Konvent für gemeinsame Währung und U-Boote
Nach diesem tour d‘horizon erbarmte sich Cohn-Bendit, einen Vorschlag für ein konkretes Vorgehen zu machen, wie es zu der Revolution kommen könne: Bei der nächsten Wahl zum Europäischen Parlament 2014 sollten nicht mehr alle Parteien nach Ländern getrennt kandidieren, sondern alle Föderalisten, alle Befürworter einer stärkeren Integration, auf einer gemeinsamen Liste in allen Ländern antreten. Sodann sollte das eroberte Parlament einen Verfassungskonvent einberufen, der über die Zukunft Europas diskutieren solle. Glücklicherweise konnte Cohn-Bendit schon ein paar Ergebnisse dieses Konvents vorwegnehmen: Der Euro wird als Einheitswährung gefestigt, eine europäische Armee wird aufgebaut („Wofür braucht Griechenland U-Boote?

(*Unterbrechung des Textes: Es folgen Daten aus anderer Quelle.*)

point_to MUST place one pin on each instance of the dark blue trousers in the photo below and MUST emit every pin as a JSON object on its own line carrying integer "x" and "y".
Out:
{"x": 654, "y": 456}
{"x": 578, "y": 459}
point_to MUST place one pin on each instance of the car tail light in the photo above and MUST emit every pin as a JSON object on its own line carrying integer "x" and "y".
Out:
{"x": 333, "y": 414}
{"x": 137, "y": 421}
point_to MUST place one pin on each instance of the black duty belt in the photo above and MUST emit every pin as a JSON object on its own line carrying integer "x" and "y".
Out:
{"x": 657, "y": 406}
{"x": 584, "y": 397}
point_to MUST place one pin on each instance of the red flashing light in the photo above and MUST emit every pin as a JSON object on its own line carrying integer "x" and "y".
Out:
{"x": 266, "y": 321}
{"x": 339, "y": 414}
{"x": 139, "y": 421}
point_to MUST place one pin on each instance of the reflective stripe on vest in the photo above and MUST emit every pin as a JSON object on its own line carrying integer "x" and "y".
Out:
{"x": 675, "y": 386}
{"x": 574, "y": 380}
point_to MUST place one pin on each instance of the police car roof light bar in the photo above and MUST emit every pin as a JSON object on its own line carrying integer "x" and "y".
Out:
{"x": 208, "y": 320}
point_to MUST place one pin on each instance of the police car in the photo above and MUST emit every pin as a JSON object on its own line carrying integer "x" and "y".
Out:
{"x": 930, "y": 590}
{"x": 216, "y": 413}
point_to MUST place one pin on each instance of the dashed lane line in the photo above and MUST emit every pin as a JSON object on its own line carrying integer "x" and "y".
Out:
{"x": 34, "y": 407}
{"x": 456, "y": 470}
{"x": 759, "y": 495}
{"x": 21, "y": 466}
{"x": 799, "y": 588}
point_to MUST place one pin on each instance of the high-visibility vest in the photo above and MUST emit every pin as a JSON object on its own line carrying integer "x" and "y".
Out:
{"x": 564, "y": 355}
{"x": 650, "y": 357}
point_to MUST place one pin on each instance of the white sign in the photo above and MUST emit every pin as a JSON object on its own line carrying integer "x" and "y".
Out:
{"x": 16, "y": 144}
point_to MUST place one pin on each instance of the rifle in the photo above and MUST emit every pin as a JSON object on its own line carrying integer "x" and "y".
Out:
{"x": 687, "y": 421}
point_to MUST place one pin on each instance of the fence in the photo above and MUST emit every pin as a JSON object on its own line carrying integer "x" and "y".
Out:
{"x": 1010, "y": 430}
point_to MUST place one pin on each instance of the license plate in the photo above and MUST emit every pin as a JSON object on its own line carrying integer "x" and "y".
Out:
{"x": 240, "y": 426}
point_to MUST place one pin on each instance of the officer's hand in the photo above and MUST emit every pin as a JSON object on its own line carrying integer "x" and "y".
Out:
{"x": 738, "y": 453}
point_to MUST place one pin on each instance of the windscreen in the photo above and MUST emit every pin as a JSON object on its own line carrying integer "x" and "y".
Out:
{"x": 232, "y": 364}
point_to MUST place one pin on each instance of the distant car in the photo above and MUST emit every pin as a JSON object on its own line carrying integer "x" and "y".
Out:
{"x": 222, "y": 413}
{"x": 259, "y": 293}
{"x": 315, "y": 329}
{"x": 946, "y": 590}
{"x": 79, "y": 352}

Um zu verhindern, dass die Türken unter der Adria hertauchen?“) und Frankreich und das Vereinigte Königreich sollten ihre ständigen Sitze im UN-Sicherheitsrat an die EU abtreten.
So ein Konvent klingt ja dann doch weniger nach Straßenkampf, dem Geruch von Schwarzpulver und Revolution – eher nach Staatsstreich, aber repräsentativ-demokratisch legitimiert.